Linking Data Journalism and Big Data
The relationship between data journalism and big data is both straightforward and complex. At a basic level, it involves finding a dataset, analysing it, and writing a story. However, it is more than that. Access to diverse datasets and deeper analysis can lead to richer, more informative, and engaging news stories. Big data refers to massive volumes of structured and unstructured data available across public and private domains.
Data journalism can be a transformative tool if journalists are willing to explore various sources, identify patterns and trends, and uncover hidden stories. Journalists who access, read, and analyse big data can uncover powerful stories that go beyond traditional narratives.
In 2001, Doug Laney conceptualised the “3Vs” of big data: Volume, Variety, and Velocity.
Big Data vs Open Data
It is important to distinguish between big data and open data.
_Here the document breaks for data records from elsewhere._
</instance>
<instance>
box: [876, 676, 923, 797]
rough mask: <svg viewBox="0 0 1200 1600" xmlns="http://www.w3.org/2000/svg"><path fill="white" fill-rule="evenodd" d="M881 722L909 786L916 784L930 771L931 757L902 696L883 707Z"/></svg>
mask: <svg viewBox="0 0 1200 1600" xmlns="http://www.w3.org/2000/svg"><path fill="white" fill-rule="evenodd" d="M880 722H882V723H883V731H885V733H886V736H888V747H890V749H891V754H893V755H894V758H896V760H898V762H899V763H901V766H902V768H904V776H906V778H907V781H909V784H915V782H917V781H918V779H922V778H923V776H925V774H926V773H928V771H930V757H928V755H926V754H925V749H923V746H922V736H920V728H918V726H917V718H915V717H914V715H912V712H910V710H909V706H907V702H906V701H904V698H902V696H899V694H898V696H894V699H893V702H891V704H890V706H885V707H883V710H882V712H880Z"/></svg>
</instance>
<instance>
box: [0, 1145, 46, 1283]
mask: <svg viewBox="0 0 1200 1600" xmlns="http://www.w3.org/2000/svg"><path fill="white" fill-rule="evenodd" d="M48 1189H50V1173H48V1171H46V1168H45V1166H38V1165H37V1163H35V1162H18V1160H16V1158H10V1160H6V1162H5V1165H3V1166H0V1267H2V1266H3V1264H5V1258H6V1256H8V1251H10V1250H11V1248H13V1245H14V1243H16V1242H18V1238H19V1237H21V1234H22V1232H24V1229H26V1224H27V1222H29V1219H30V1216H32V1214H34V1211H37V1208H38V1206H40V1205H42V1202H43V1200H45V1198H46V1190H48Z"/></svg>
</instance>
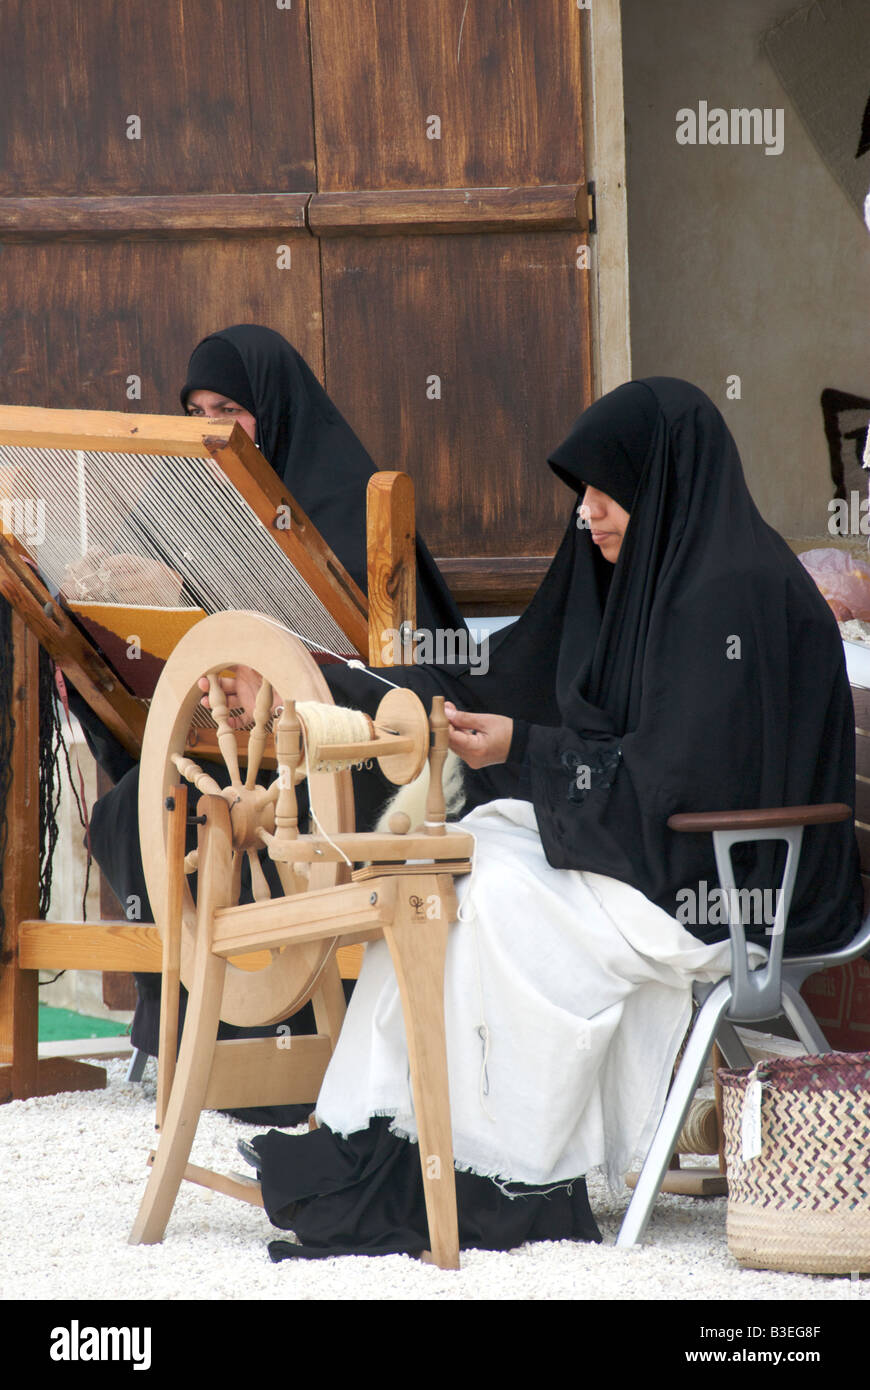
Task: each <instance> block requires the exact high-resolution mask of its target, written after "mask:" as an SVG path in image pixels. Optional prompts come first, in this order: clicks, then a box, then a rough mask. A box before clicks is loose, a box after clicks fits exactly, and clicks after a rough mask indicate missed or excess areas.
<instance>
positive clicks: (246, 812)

Big data refers to data sets that are vast in volume and may or may not be publicly accessible. Open data, a subset of big data, is freely available for public use. Over the past decade, many democratic governments have joined the open data movement, making government records accessible to citizens. In India, the government publishes datasets and data visualisations on its official open data platform: data.gov.in.
This growing domain of big and open data offers journalists a valuable opportunity to mine and analyse datasets. Initiatives like DataLeads—part of the Google News Initiative- have been promoting data literacy in Indian newsrooms through events such as “Data Dialogue,” launched in December 2022 across 20 Indian cities.
Opportunities and Challenges
While the opportunities are vast, data journalism comes with challenges. During my PhD research on data journalism in India, I conducted face-to-face interviews with several Indian data journalists. Many of them reported difficulties in finding datasets, requiring persistent follow-up with authorities to access data. Out of many challenges, outdated datasets, lack of data availability, and inaccessible formats (e.g., data stored in PDF or JPEG), which require conversion into machine-readable formats like XLS or CSV, are significantly mentioned by various reporters.
Despite these constraints, a considerable amount of public data is already available in accessible formats. For a novice reporter, this can be an excellent starting point. Writing data stories requires basic digital and data literacy skills that can be improved through free online courses and educational resources. Small newsrooms can organise training sessions for their reporters to build foundational data journalism skills.
I believe, data-driven approach may also lead to increased demand for public datasets at the local level. This, in turn, could push governments to be more transparent. Some Indian journalists have successfully combined the Right to Information (RTI) Act with data journalism, uncovering impactful stories that might otherwise remain hidden. Filing RTI applications has become a tool for extracting unreleased or concealed datasets.
Data literacy among journalists can bring more power to them!